ロンドンのソンドハイム劇場でミュージカル『レ・ミゼラブル』を見ました。ウェストエンドでミュージカルを見るのはたぶん35年ぶりくらい。前回見たのは『キャッツ』だった。そのときはまだ日本で会社に勤めていて、一週間の予定でロンドンに旅行に来ていたのでした。そのときロンドンであと何をしたかというと、どこかのライブハウスで無名のバンドのライブを見た。ライブハウスはたぶん有名な場所だったと思うんだけど名前が思い出せない。バンドは Loaded という名前だったと思うが、今 Wikipedia で探しても項目は立っていない。あと、左利きの人用商品の専門店にも行った。Anything Left Handed という店だったと思う。そして、ロンドンがあまりおもしろくなかったので、急遽予定を変更して一泊旅行でダブリンにまで足を伸ばしたのだった。これが私のアイルランド初上陸。
思い出話はそのくらいにして、今回のロンドン旅行のメインの目的は帝国戦争博物館の見学だったのですが、夜に観光で行くところがあるのは嬉しいです。いわゆるナイト・エコノミーですか。グループで出かけていればパブに行くとかもいいでしょうけど、一人の場合は観劇など最適です。ウェストエンドは劇場がいっぱいあるからチョイスも豊富。有名ややつを見ようということで、『オペラ座の怪人』とどっちにしようか迷ったのですが、映画を見たことがある『レ・ミゼラブル』の方にしました。
いや、しかしロンドンのミュージカルのチケット価格はかなり高いですね。というか良い席がとても高い。200ポンドぐらいします。ダブリンのボード・ガシュ劇場だとその半分ぐらいですかね。まあキャパがボード・ガシュ劇場の方が大きいんです。2100 人くらい。ソンドハイム劇場は 1100 人ぐらい。

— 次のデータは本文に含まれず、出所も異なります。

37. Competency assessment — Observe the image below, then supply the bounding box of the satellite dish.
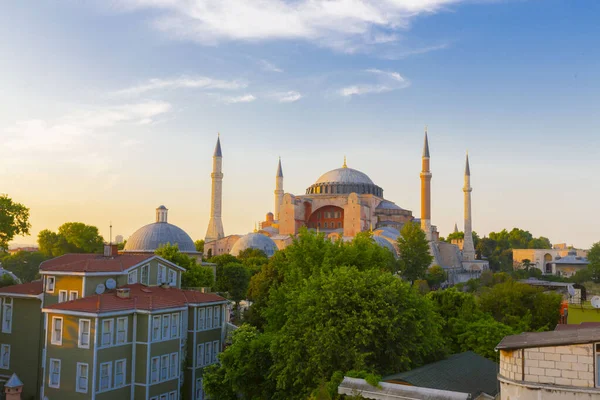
[96,283,106,300]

私はそんなにいい席は要らないので後ろの方の59.75ポンドの席で見ました。客席はほぼ満杯。
映画で印象に残っているシーンは、まずファンティーヌ役のアン・ハサウェイが『I Dreamt a Dream』を歌うシーン。ハサウェイはそれまで演じた役の印象もあってかアンチも多かったし私も実はうっすら嫌いでした。しかし、ファンティーヌ役で女優として新たな境地を切り拓きました。アカデミー賞も獲ったし。もう1つ印象に残ったのは、学生たちが蜂起して『Do You Hear the People Sing?』を歌うところです。つまり、どっちも主人公であるジャン・バルジャンのシーンではないんですよね。

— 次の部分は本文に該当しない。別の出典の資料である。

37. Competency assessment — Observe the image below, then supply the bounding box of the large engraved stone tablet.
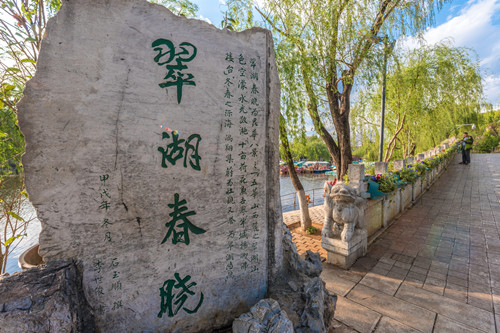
[19,0,281,332]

しかし、あらためてミュージカルを見て再確認したのは『レ・ミゼラブル』はジャン・バルジャンの物語なんですね。ネタバレになりますけど、波乱万丈の人生のあと、先にあちらの世界に行っているファンティーンや学生たちに迎えられながらジャン・バルジャンはこの世を去っていきます。彼の人生を縦糸に、彼を取り巻く人々の人間模様や当時の世相が描き出されるわけですね。壮大な物語を存分に堪能することができました。